Jeremy Farrar is director of the Wellcome Trust
Canada knows firsthand the dangers epidemics pose to us all. While Zika is the most recent virus to dominate the headlines – and it is less than two years since Ebola in West Africa – the SARS outbreak of 2003 proved how little germs care for borders. From origins in China, SARS spread to Hong Kong and Vietnam, where I was working at the time, and where I lost dear friends to this new virus. And it hitched a plane ride to Toronto, causing 251 cases and 44 deaths.
Canada also knows how to play its part in outsmarting epidemics. Scientists at the Public Health Agency of Canada's National Microbiology Laboratory in Winnipeg led early development of the first effective Ebola vaccine, VSV-EBOV. Through a partnership with the government of Norway, the U.K.'s Wellcome Trust, the World Health Organization, Médecins sans frontières (Doctors Without Borders), Merck, Newlink, and others, the Canadian vaccine then made it through successful clinical trials in Guinea in 2015. Through the ingenuity of science, and the creativity of a coalition determined to pursue science in the face of an epidemic, the world is better prepared.

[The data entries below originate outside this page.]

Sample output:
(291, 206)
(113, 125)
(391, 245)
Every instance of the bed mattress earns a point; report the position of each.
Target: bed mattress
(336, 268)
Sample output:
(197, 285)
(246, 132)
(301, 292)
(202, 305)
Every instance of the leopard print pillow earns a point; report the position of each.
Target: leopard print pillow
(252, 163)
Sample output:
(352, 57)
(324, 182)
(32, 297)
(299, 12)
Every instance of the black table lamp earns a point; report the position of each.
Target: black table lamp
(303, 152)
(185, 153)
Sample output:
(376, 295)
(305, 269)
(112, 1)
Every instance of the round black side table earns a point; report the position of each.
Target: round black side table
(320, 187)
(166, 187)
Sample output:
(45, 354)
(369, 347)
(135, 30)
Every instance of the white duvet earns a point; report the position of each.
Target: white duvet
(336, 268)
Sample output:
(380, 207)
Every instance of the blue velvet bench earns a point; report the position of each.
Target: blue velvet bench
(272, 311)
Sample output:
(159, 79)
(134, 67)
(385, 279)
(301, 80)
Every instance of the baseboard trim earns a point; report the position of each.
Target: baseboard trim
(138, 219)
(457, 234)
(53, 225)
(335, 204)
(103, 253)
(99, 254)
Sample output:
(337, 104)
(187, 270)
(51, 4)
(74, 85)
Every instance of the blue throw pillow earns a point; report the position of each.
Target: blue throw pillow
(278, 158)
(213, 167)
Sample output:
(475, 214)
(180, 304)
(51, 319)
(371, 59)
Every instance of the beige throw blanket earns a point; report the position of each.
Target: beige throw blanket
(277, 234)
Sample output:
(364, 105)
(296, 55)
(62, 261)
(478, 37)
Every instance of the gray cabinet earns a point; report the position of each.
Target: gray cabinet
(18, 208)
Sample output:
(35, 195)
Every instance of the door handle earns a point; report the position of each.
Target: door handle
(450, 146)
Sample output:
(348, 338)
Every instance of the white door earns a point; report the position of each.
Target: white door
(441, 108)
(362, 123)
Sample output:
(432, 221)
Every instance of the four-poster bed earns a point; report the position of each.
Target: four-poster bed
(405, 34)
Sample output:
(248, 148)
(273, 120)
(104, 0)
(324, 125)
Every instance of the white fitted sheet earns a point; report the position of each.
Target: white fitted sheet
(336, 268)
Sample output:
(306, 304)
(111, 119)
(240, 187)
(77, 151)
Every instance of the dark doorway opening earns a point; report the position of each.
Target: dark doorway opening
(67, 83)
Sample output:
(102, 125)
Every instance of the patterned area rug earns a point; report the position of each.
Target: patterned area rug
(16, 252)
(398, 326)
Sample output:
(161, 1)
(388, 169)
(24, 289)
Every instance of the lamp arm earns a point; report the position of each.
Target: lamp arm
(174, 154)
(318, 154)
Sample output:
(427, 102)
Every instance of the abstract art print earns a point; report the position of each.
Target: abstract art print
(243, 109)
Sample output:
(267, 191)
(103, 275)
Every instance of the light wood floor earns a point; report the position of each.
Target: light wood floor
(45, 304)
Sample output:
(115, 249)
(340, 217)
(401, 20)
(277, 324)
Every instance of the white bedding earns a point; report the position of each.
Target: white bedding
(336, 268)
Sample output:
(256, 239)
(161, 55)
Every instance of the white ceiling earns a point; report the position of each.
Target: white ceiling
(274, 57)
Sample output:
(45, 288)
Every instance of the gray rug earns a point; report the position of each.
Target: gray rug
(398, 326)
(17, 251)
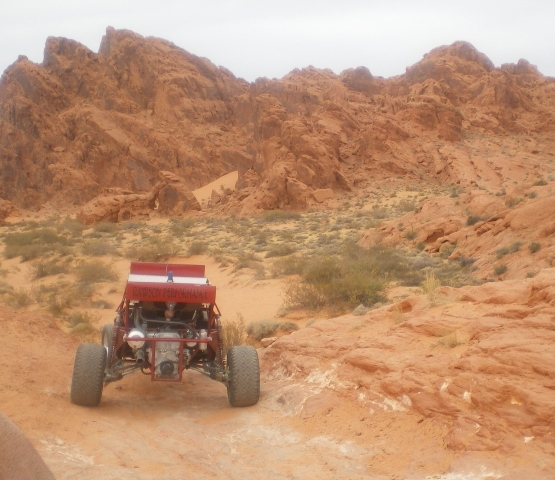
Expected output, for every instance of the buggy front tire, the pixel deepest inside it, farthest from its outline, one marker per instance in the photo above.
(88, 374)
(243, 388)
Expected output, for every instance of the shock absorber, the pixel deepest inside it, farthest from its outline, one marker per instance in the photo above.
(220, 357)
(117, 325)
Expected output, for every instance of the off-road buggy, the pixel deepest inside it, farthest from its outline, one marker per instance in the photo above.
(167, 322)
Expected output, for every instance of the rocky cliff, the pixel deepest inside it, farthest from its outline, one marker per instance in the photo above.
(82, 123)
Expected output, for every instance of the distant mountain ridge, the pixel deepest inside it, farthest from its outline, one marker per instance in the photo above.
(84, 124)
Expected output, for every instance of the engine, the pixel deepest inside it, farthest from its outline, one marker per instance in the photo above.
(166, 355)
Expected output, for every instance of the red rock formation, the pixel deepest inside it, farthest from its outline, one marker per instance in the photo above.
(81, 122)
(479, 359)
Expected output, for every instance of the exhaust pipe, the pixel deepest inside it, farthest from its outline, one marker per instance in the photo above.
(140, 356)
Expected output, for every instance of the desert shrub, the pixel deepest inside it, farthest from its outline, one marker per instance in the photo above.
(156, 249)
(5, 288)
(45, 268)
(97, 248)
(446, 249)
(379, 213)
(423, 260)
(33, 243)
(71, 226)
(19, 298)
(513, 201)
(95, 272)
(105, 226)
(198, 247)
(303, 295)
(233, 333)
(515, 247)
(473, 220)
(262, 329)
(466, 261)
(182, 226)
(81, 323)
(275, 216)
(280, 250)
(430, 284)
(500, 269)
(290, 265)
(407, 205)
(247, 260)
(356, 276)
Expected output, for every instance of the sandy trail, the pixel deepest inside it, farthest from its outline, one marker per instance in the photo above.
(300, 429)
(148, 430)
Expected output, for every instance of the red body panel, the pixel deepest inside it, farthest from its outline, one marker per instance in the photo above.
(179, 270)
(170, 292)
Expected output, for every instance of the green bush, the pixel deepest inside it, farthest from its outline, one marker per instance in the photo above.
(262, 329)
(275, 216)
(407, 205)
(280, 250)
(105, 226)
(513, 201)
(81, 323)
(197, 248)
(95, 272)
(33, 243)
(45, 268)
(156, 249)
(290, 265)
(98, 248)
(515, 247)
(472, 220)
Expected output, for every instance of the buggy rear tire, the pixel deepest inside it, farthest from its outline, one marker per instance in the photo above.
(88, 375)
(106, 339)
(243, 387)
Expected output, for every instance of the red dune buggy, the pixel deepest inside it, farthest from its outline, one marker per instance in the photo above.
(167, 322)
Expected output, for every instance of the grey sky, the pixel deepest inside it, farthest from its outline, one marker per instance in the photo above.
(269, 39)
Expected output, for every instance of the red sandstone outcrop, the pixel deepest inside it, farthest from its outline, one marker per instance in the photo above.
(82, 121)
(479, 359)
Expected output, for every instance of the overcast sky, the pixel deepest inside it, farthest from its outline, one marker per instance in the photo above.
(258, 38)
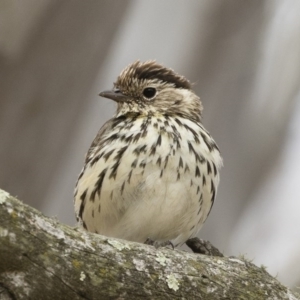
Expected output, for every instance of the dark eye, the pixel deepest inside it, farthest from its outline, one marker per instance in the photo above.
(149, 92)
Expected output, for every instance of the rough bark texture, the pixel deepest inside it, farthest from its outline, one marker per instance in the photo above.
(43, 259)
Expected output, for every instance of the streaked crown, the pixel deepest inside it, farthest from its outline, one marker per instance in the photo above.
(148, 87)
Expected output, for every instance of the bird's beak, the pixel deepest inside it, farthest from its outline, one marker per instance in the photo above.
(114, 95)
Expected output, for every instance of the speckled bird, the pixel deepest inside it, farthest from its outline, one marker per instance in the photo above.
(152, 171)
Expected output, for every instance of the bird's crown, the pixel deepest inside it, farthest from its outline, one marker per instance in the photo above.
(150, 71)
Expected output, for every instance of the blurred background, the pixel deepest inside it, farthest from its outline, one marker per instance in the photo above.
(244, 60)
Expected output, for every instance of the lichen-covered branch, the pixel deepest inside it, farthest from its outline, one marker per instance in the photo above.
(43, 259)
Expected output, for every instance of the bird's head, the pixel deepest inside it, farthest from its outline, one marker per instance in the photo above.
(150, 88)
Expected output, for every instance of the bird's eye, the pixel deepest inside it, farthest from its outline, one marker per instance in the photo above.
(149, 93)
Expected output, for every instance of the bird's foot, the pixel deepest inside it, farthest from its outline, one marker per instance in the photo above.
(203, 247)
(157, 244)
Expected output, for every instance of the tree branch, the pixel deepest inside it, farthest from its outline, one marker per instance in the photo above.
(43, 259)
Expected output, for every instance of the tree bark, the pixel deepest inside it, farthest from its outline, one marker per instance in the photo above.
(43, 259)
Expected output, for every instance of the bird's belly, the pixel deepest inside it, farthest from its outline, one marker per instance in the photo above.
(159, 186)
(161, 197)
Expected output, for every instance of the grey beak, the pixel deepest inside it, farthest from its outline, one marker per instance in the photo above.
(114, 95)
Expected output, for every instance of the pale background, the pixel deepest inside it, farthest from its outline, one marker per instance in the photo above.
(244, 58)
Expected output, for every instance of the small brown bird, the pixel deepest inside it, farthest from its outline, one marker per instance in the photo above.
(152, 172)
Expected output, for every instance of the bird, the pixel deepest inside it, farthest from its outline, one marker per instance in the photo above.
(152, 172)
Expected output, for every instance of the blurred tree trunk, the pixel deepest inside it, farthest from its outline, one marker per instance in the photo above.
(42, 259)
(50, 54)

The development of the VSV vaccine happened unusually swiftly for the world of vaccine science; steps that usually take years were completed within months. But even unprecedented speed was too slow to help contain Ebola and prevent the deaths of more than 11,000 people. Moreover, the extraordinary partnership formed to advance the vaccine was thrown together with commendable urgency, but without stable foundations. It was built on goodwill and determination to address a public health crisis, not the kind of incentives that drive ongoing investment. The experience highlighted what is possible through collaborative approaches, but also the need for a sustainable system that ensures we go on developing vaccines against known and unknown epidemic threats.
The global community is now creating such a system. On Thursday, the Coalition for Epidemic Preparedness Innovations (CEPI) was launched at the World Economic Forum in Davos, Switzerland. With almost $500-million in contributions from the Wellcome Trust, the Bill & Melinda Gates Foundation and the governments of Norway, Japan and Germany, CEPI will identify viruses that pose pressing threats, and support researchers and companies in developing vaccines against them before epidemics begin.
In partnership with government research labs, multinational vaccine manufacturers and the biotechnology industry, CEPI will develop and demonstrate the efficacy of vaccine candidates ahead of outbreaks, so that they can immediately be rolled out for human trials if and when such occurrences take place. If successful, vaccines will be available in time to prevent future outbreaks from becoming public-health emergencies. And the coalition will also advance adaptable new vaccine technologies that can rapidly be deployed against unknown threats that we cannot predict today.
CEPI will initially target the development of vaccines for three viruses among those the global scientific community feels pose the greatest risk of pandemic spread – Middle East Respiratory Syndrome Coronavirus (MERS-CoV), Lassa and Nipah – while exploring how to support vaccines already under development for Zika, Ebola and its viral cousin, Marburg.
While $500-million is a significant budget, it is only a small fraction of the estimated $60-billion annual global cost of epidemics. It also still falls short of the $1-billion that CEPI will need to fulfill its initial five-year work program.
We cannot predict every epidemic, but we can prepare. And we know that if Canada and other developed nations join CEPI's first wave of investors in supporting this initiative, CEPI will be able to deliver vaccine candidates that make us better prepared. Canadian scientists are world leaders in vaccine development and are certain to be at the forefront of the research CEPI will support. Canada's political leaders have also worked hard to promote collaborative approaches to health security during recent meetings of the G7 and the G20.
Few nations have Canada's dual experience of the impact of epidemics such as SARS and of innovating to protect against others. As Canada prepares to take on the presidency of the G7 next year, this is an opportunity to build on the nation's acknowledged leadership in epidemic public health, to the benefit of its own citizens and the wider world.